From Kavis to Rappers: The Transformative Power of Hip-hop for Sikhs

The hip-hop movement started in the South Bronx area of New York City and was essentially a creative response to the harsh living conditions of society’s forgotten. Revolutionary poetry was seen as a tool to free people suffering under patriarchy, and from drug abuse and oppression. Hip-hop music now plays an important role to help people develop self-knowledge, get social justice to counter state propaganda, and to deal with traumatic events. Hip-hop has also come to the fore in Sikh circles during events such as ‘When Lions Roar’ in Toronto, Canada, and now holds a firm position in the modern lyrical voice of Sikh culture.

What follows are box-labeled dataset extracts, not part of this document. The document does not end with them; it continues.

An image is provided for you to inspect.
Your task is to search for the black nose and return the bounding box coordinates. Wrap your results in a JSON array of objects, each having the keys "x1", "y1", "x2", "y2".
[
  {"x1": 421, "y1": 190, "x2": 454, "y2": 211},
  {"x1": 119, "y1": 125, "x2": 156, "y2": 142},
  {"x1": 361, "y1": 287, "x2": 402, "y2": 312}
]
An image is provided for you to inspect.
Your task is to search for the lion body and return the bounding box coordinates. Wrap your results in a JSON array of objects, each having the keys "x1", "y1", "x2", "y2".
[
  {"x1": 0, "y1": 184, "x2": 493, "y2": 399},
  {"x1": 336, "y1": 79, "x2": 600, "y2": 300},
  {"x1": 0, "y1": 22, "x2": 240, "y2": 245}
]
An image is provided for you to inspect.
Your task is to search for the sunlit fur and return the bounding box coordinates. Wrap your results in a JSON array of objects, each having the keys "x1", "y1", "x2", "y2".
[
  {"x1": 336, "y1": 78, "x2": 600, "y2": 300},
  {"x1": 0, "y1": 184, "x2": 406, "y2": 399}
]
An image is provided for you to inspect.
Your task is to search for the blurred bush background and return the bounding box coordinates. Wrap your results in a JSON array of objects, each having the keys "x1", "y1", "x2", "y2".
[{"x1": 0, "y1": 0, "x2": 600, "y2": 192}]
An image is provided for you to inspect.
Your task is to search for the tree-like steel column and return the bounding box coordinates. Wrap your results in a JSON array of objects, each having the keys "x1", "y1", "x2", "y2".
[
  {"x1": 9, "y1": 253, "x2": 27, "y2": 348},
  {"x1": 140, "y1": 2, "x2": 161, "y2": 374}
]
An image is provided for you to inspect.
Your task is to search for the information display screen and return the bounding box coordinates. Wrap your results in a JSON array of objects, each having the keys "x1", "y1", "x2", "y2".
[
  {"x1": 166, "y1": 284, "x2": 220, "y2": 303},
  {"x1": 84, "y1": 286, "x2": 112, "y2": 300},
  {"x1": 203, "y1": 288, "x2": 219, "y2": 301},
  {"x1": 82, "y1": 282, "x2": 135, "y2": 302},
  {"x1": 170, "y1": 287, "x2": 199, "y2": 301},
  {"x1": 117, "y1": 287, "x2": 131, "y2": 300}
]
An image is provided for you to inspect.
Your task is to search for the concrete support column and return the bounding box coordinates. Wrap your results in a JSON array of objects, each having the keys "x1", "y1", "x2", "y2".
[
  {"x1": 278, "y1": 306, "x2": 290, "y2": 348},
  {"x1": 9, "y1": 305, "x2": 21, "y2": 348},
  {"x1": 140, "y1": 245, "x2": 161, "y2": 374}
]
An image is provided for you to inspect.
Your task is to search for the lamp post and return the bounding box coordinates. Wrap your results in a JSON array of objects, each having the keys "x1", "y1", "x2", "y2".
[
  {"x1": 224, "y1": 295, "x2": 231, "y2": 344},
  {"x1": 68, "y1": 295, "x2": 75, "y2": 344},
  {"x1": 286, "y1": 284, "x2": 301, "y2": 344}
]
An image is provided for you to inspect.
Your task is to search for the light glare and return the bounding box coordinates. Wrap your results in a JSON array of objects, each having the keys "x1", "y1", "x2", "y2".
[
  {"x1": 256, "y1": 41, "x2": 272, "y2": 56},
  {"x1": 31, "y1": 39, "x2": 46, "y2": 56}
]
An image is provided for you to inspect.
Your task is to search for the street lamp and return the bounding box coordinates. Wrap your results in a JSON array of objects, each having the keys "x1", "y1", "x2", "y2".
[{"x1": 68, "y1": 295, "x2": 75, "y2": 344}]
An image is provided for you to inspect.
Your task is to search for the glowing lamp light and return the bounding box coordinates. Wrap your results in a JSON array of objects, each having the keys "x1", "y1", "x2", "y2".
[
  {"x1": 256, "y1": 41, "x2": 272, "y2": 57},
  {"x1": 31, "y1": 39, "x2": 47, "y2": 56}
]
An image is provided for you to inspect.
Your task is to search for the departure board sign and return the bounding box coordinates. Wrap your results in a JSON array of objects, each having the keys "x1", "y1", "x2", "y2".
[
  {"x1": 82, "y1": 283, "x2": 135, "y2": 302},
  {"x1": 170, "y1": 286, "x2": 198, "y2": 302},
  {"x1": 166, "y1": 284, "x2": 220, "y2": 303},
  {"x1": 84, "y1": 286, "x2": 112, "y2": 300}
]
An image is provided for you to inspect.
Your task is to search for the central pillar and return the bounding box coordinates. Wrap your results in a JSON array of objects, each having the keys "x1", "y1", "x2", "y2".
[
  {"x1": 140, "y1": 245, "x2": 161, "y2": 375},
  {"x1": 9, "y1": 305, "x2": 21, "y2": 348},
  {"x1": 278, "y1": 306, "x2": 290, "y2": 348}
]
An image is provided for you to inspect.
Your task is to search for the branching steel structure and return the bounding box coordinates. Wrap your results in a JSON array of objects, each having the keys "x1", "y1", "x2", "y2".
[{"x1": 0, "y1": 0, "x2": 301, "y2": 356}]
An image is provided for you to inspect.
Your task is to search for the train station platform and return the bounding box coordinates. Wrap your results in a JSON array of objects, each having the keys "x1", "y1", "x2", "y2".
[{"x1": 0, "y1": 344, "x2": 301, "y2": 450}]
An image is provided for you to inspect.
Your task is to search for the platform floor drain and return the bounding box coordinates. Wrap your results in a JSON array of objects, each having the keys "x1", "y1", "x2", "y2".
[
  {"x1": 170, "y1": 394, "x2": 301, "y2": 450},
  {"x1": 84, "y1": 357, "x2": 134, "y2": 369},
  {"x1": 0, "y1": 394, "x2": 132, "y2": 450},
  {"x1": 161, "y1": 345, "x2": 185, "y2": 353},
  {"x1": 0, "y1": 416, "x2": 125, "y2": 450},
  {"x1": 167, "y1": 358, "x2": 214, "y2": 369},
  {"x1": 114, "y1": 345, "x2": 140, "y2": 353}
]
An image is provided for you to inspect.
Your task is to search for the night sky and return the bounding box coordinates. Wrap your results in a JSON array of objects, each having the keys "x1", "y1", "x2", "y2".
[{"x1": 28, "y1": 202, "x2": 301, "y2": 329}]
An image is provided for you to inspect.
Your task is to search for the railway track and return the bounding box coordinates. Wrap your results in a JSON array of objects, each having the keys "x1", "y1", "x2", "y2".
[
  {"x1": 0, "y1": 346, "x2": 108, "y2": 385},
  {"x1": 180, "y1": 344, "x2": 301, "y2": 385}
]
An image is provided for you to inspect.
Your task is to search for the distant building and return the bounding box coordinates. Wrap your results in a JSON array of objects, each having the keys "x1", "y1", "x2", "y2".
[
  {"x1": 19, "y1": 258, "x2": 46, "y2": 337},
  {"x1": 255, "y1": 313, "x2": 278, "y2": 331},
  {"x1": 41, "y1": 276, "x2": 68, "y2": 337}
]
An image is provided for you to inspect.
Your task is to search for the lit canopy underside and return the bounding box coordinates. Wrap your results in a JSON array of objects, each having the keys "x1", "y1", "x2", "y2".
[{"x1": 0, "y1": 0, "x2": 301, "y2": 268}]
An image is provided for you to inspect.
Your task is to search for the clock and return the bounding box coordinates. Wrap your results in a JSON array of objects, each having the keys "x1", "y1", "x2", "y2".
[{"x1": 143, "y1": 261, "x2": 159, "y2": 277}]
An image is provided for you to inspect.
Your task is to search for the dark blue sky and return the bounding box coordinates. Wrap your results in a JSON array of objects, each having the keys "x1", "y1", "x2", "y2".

This paper will explore how hip-hop artists are contributing to the rich history of Sikh poetic expression developed by kavis (poets) and dhadis (minstrels). Qualitative research from interviews with influential musicians, such as Humble The Poet and Seti X, will be used to explore Sikh artist’s creative motivation, how they choose to engage with Sikhi, and how they try to heal trauma from events such as the 1984 Sikh genocide. Lastly, this paper will illustrate how the diaspora can continue to learn from the Sikh renaissance, and use hip-hop as a tool to combat their social plight, and be inspired to harness the poetic power from the Guru Granth Sahib.

This paper was presented at Sikholars 2016 conference at Stanford University, California.